Djiguene & Goor à Bamako

Kadia Démé                                                                                                                     Directrice de l'Orphelinat

 

On a tous un héros dans son quartier. Un homme ou une femme que l’on respecte, qu’on admire pour sa sagesse et ses actes. Kadia Démé fait partie de ces personnes admirables. Cette femme est seule à la tête d’un restaurant et d’une association d’aide aux enfants et aux personnes handicapées. Portrait d’une femme d’exception.

 

Rive droite, Badalabougou, une latérite comme une autre. Quoique, celle-ci grouille particulièrement d’enfants. C’est ici que Kadia s’est installée en 2002. Son restaurant fait face aux locaux de l’Association de Soutien aux Handicapés et Enfants Démunis (ASHED) qu’elle a créée. L’un ne va pas sans l’autre, le restaurant permet de financer le fonctionnement de l’orphelinat.

 

Un défi audacieux que Kadia a su relever haut la main. Avant la récente crise, la fréquentation du restaurant permettait une autonomie financière des deux structures, certains mois Kadia réussissait même à mettre un peu d’argent de côté. Sa clientèle est essentiellement malienne, faite d’habitués qui viennent régulièrement prendre leur pause déjeuner « Chez Kadia » ou bien passent prendre leur plat de riz à emporter. Parmi ses clients, la maîtresse des lieux compte également plusieurs sociétés, associations et ONGs qui lui commandent des repas que son fils livre dans le quartier.

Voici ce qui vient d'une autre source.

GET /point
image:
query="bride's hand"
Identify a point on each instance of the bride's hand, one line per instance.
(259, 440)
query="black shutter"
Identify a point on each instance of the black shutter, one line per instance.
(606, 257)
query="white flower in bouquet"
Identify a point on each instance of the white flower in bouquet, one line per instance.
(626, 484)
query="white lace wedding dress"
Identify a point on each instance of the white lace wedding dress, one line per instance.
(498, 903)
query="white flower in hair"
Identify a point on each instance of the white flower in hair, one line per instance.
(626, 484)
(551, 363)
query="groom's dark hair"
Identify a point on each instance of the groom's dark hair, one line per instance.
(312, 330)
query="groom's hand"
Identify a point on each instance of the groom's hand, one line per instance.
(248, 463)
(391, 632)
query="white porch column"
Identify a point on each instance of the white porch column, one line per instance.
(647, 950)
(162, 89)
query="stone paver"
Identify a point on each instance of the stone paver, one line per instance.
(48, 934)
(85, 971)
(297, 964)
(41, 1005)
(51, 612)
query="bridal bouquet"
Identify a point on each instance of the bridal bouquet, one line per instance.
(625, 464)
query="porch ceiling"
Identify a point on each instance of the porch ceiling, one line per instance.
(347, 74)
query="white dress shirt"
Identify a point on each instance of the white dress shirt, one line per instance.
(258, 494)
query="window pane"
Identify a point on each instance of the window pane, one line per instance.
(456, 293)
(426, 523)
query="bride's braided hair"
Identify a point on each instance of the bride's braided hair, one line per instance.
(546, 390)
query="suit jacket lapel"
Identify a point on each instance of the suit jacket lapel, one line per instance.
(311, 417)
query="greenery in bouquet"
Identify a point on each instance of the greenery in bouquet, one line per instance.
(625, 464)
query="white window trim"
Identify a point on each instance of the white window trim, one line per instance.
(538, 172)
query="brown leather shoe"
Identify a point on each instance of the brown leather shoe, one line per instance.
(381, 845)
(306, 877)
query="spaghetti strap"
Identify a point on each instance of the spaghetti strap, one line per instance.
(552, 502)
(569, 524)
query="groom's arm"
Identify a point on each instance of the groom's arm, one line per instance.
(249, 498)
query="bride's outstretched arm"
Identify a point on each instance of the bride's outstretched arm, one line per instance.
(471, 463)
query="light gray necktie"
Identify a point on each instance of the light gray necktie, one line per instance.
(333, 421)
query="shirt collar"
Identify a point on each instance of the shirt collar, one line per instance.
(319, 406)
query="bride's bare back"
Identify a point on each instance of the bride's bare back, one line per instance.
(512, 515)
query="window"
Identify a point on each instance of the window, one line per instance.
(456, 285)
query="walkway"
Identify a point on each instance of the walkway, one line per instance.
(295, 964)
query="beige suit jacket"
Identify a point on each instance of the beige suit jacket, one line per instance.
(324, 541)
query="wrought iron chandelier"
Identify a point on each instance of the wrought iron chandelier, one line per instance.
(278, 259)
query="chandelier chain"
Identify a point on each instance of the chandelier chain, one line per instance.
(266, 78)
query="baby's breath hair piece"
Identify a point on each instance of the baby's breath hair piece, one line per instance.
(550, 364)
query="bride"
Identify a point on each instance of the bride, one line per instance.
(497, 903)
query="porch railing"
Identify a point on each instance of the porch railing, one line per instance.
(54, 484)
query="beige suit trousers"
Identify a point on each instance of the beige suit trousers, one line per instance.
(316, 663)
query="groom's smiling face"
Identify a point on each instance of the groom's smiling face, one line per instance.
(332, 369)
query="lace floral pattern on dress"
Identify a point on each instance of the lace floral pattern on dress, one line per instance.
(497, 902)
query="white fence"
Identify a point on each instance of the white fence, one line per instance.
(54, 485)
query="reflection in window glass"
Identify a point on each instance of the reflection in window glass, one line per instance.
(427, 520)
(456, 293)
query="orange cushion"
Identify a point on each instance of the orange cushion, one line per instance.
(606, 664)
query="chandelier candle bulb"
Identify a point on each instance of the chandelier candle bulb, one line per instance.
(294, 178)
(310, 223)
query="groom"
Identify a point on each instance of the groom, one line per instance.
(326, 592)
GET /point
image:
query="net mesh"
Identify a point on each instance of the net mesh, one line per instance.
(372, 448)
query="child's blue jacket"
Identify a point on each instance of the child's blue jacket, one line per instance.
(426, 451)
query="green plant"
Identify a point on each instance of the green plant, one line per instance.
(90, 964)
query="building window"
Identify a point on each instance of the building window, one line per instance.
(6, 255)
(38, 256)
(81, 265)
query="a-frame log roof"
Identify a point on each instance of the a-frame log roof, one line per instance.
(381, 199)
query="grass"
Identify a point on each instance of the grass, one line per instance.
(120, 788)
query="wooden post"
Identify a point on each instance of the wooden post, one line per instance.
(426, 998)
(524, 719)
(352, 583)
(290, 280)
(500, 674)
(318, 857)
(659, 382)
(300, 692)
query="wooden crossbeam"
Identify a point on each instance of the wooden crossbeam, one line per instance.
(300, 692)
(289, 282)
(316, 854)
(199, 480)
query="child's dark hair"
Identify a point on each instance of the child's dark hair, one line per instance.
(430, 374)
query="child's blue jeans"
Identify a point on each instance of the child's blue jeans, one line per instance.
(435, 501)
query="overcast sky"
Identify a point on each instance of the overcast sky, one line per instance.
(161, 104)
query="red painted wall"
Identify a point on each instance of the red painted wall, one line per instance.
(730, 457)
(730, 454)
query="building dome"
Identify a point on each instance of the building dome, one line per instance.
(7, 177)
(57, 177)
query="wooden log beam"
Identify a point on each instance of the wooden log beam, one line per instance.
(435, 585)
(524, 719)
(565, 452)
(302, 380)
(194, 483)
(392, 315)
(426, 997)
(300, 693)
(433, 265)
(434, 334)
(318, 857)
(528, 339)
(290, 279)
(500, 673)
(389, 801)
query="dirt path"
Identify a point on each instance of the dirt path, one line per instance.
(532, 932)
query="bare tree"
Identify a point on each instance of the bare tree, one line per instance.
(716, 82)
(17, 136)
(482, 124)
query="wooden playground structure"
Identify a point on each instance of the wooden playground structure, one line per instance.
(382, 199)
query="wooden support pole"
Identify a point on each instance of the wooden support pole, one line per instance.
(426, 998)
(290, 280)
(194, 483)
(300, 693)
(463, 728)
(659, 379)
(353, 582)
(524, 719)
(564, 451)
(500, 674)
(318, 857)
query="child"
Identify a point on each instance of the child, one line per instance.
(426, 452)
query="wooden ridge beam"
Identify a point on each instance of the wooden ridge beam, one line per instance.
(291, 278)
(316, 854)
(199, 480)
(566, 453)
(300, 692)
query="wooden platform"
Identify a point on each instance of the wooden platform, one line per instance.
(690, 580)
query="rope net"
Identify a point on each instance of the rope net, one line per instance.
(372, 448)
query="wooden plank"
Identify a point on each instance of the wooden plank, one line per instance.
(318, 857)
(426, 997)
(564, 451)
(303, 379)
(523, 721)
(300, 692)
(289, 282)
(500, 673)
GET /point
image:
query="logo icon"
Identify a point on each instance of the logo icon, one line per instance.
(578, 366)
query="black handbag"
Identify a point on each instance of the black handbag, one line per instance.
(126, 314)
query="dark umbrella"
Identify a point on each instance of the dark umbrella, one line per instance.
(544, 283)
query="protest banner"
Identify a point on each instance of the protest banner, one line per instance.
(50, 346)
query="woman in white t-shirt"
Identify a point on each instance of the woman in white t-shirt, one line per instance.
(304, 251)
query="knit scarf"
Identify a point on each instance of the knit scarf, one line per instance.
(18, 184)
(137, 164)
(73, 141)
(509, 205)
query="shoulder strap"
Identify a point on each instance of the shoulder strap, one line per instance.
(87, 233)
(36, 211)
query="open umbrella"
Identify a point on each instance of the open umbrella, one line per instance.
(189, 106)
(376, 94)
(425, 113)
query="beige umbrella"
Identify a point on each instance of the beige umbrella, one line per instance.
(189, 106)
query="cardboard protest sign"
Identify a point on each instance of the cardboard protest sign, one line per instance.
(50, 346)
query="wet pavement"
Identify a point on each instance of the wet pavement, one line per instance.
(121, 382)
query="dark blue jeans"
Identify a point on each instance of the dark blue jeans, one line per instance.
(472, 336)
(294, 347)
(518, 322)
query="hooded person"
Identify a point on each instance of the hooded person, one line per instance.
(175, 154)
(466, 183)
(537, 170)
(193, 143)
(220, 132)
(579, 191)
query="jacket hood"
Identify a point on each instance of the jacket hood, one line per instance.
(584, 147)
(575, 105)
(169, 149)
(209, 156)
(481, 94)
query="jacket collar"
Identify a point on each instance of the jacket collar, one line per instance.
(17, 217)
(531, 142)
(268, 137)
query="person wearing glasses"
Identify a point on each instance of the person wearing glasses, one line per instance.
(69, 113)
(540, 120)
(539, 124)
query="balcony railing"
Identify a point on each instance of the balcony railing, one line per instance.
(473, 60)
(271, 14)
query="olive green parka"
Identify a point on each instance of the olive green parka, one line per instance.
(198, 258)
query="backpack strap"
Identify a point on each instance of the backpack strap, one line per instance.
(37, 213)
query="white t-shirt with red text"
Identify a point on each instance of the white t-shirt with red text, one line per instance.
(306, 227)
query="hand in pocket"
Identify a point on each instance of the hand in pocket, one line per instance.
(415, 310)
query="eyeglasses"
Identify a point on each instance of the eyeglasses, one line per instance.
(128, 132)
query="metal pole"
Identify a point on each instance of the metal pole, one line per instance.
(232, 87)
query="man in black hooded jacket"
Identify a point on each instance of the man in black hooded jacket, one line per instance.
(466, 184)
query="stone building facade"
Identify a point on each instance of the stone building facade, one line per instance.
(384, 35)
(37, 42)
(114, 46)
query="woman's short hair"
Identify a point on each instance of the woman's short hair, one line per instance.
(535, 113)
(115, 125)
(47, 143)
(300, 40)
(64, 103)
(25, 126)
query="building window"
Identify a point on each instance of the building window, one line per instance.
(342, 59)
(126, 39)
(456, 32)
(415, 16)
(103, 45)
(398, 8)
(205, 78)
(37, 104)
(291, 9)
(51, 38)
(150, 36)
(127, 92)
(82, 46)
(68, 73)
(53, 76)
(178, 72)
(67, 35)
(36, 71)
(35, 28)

 Oumar Diabaté                                         Centre Sahélien de Formation et de Recherche en Agro-écologie

 

Oumar Diabaté, est un écologiste depuis de nombreuse années. Des fruits, légumes et plantes médicinales produits sans pesticides et en quantité, c'est le pari réussi d'Oumar Diabaté, vétérinaire malien devenu fermier réputé pour ses produits bio qu'il tire d'un lopin de terre initialement peu propice aux cultures.Petit coin de vert luxuriant dans un écrin de terre ocre, la "ferme agroécologique" de Diabaté est située à Satinébougou, village de 400 âmes à une trentaine de kilomètres de Bamako, la capitale. Sur près de deux hectares, depuis 2005, poussent des tomates, courges, laitues, betteraves, mais aussi des arbres fruitiers et plantes médicinales. Un espace est réservé à des vaches laitières, poules et moutons métis. Mettre en valeur un sol "qui était très pauvre", où "l'herbe ne poussait même pas", n'a pas été facile à faire, ni à faire comprendre aux agriculteurs dans la zone, affirme à l'AFP Diabaté, grand homme au physique de boxeur.